In early March I decided that following the release of the Bronfort report I would ask the individual chiropractic associations in the UK if they were offering any advice to their members.
An email was sent to the British Chiropractic Association (BCA), United Chiropractic Association (UCA), McTimoney Chiropractic Association (MCA) and the Scottish Chiropractic Association (SCA) asking what, if any, advice they were providing to their individual members.
I also asked if they were willing to disclose that advice, I didn’t really expect any of them to share their advice and as it turned out, none of them did!
The McTimoney Chiropractic Association was the only one not to reply to my email.
On 5 March the BCA said it was in the process of issuing appropriate advice to its members. This was followed up on 16 March with the following email:
The BCA has produced condition specific guidance which was issued to our members on 10 March 2010 in relation to the findings of the Bronfort Study and considerable effort is being expended to assisting members with compliance, but as I am sure you will understand, this will take a little time.As you are not a member of the BCA, it would be inappropriate to make this information available to you.
It must have been quite difficult time for the BCA, on the one hand they were fighting (and still thought they were winning) their libel case against Simon Singh over his comments criticising the treatment of colic, whilst at the same time having to issue advice to their members saying how the latest research shows that there was no reliable evidence to support treating colic!
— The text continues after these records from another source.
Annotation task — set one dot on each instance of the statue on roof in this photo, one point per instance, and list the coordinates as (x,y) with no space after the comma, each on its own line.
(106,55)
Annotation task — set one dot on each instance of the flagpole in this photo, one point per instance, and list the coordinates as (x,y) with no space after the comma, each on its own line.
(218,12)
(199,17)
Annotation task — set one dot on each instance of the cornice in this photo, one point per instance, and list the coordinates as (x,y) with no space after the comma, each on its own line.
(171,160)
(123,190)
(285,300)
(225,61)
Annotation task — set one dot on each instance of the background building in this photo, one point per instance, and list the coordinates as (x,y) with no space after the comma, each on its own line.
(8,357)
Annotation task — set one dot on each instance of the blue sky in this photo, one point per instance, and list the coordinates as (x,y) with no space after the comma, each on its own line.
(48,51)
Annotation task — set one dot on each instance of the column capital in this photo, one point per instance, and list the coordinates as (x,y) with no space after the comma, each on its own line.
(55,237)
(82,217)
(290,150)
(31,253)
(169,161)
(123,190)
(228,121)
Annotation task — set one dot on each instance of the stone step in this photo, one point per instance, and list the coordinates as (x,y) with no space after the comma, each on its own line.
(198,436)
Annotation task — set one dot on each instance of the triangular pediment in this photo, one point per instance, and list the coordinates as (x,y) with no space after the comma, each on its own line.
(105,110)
The UCA were also following suit and stated:
I can confirm that following the publication of the Bronfort report that was published on 25 February 2010 that this Association will be issuing an advice note to its members. Please be aware that some chiropractors, only within the last couple of days have received a copy of the Bronfort report and the advertising advice note that the General Chiropractic Council have issued
I also got a message from the UCA saying that their president wanted to arrange a telephone call, however the I couldn’t get anybody at the UCA to tell me what he wanted to talk about and he didn’t seem to want to communicate via email. So far the call has not taken place!
The SCA initially said that the advice from the GCC had been forwarded to its members, this was followed up on 12 March by:
The SCA feels that this review study is clear in its findings. As with any study of this nature, however, it is important that our members receive the facts and what these imply for clinical practice and advertising in particular. It is with the desire to have clarity, not ambiguity for our members, that the SCA has taken legal advice to ensure that the further advice and detailed guidance notes that we have put together for our members are a fair and accurate representation of recent research findings.
Unfortunately, we cannot accommodate your request for a copy of the advice to be issued to our members. You can be assured, however, that every measure will be taken to inform our members of the regulations.
I’m not sure what legal advice the SCA took, but it would have been sensible if it included some contact and advice from the CAP Copy Advice Team.
With the SCA having gone to such lengths to ensure their members had a ‘fair and accurate representation of the research‘ I found it a little surprising that 6 weeks after sending that email, the SCA’s own website still contained the following statement: SCA – Common Conditions
“although more people are looking for help with other problems such as digestive and breathing problems and menstural (sic) disorders.”
So on 23 April I contacted the SCA and pointed out that they did not seem to be living up to their own advice and that the Bronfort report does not support chiropractic for treating these conditions.
For menstrual disorders, the report found:
(dysmenorrhea) “Moderate quality evidence that spinal manipulation is no more effective than sham manipulation in the treatment of primary dysmenorrhea”
(Premenstrual syndrome)“Inconclusive evidence in an unclear direction regarding the effectiveness of spinal manipulation for the treatment of premenstrual syndrome “
Whilst the Bronfort report does not directly mention “digestive disorders” or “breathing problems” (unless asthma is counted) the GCC have stated that Bronfort’s original remit was to investigate every condition or symptom that had been listed on a website where the GCC were in receipt of a complaint against that particular website, both of these conditions were included in the original list of conditions.
I asked the SCA if they still considered chiropractic as a viable treatment for these conditions or was it simply an oversight with their web admin.
Today (26 April) the SCA have said:
Thank-you for your e-mail communication regarding a section of our website.
It is not our intention to imply that Chiropractic can ‘treat’ these particular conditions. We state only the fact that people do attend Chiropractors with these complaints.
As an association, however, we have no intention of appearing to mislead the public. As such, we will remove this statement from our website immediately.
If they didn’t intend to imply the use of chiropractic as a treatment option, they shouldn’t have listed those conditions on a page entitled ‘Common Conditions’ alongside other conditions they do consider can be treated.
The page should be changing shortly, but version can be found here Freezepage: SCA – Common Conditions
……. You’ll notice they didn’t say it was an admin error!